И опять он призвал разум к порядку, и представил себе реку и набережную, и стремительно-призрачный образ, который, припомнив эпитет из школьного сборника стихов, он окрестил образом манящей феи. Хотя, видит Бог, она вовсе его не манила, а сам он до крайности возмутился бы, сделай она что-либо подобное. Более того, было весьма сомнительно, чтобы она была хоть чуточку привлекательной.
Он представил себя идущим за нею следом, как шел в тот вечер. Только на этот раз не было ощущения спешки и неудачи — один лишь стремительно-свободный полет мечты, набережная с ее огнями растаяла без следа, и он снова очутился на широкой равнине своего сна, бесцветной, как серебристая тень света, никогда не виданного ни на суше, ни на море.

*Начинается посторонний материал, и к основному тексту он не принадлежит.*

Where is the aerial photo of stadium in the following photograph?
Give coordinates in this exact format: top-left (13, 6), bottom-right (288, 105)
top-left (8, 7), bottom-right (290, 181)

Но видения не было. Она исчезла. Отчаянно цепляясь за порог сна, он осознанно пытался вжаться в сумеречный пейзаж, но тот ускользал от него и грозил превратиться в кошмар. Потом в его забытье ворвался голос компаньонки, пытавшейся в холле докричаться до кого-то по телефону, и он опять проснулся.
Он подождал. Послышался шум подъехавшей машины, шаги на лестнице и негромкий говор в соседней спальне, но он даже не шевельнулся. Только услышав, как снова отворилась дверь спальни, и затопали ноги по лестнице, он встал, двигаясь с кошачьей ловкостью, открыл свою дверь и молча дал знак своему собрату-врачу войти в комнату. И вот двое мужчин встретились с глазу на глаз в тусклом свете гаснущего камина, так как Малькольму даже в голову не пришло включить свет.
Тот, однако, за долгие годы общения хорошо узнал мужа своей пациентки и вполне свыкся с многими мелкими причудами, невольным виновником которых был он сам. В слабых отблесках огня он видел лишь размытые очертания угловатого жесткого лица с зачесанными назад поредевшими волосами и поблескивание настороженных светлых глаз, походивших, как ему казалось, на глаза готовой к атаке змеи. Постоянная настороженность этого человека всегда относилась к его отличительным чертам, и даже сейчас, в два часа ночи, в полутемной комнате, когда он явно только очнулся от дремоты, он был бодр и насторожен, как всегда.
— Ну? — спросил Малькольм, не утруждая себя условностями человеческого общения.
Но доктор Дженкинс к этому уже привык.
— Ничего серьезного, — ответил он. — Главным образом, нервы, но они, конечно, влияют и на общее состояние. Если позволите мне быть откровенным, то, на мой взгляд, ее вывела из равновесия перспектива вашего приезда. Собственно говоря, это происходит с каждым вашим появлением, но проявляется в полную силу лишь после вашего отъезда. На вашем месте я бы ограничил эти посещения до предела — Рождество, ее день рождения и так далее.
— Я понял, — последовал краткий ответ. — Хорошо, я сделаю, как вы говорите.
Они попрощались, и доктор Малькольм вернулся в кресло у гаснущего камина, раздумывая о том, почему это освобождение от ежемесячного чистилища никогда не предлагалось ему прежде.
На следующее утро, когда ему пришло время уезжать, напичканная лекарствами миссис Малькольм все еще спала. Он перекинулся несколькими словами с ее компаньонкой, и его объяснения были восприняты с такими изъявлениями благодарности, что он ощутил острый укол совести — делал ли он все, что мог, чтобы быть здесь более желанным гостем.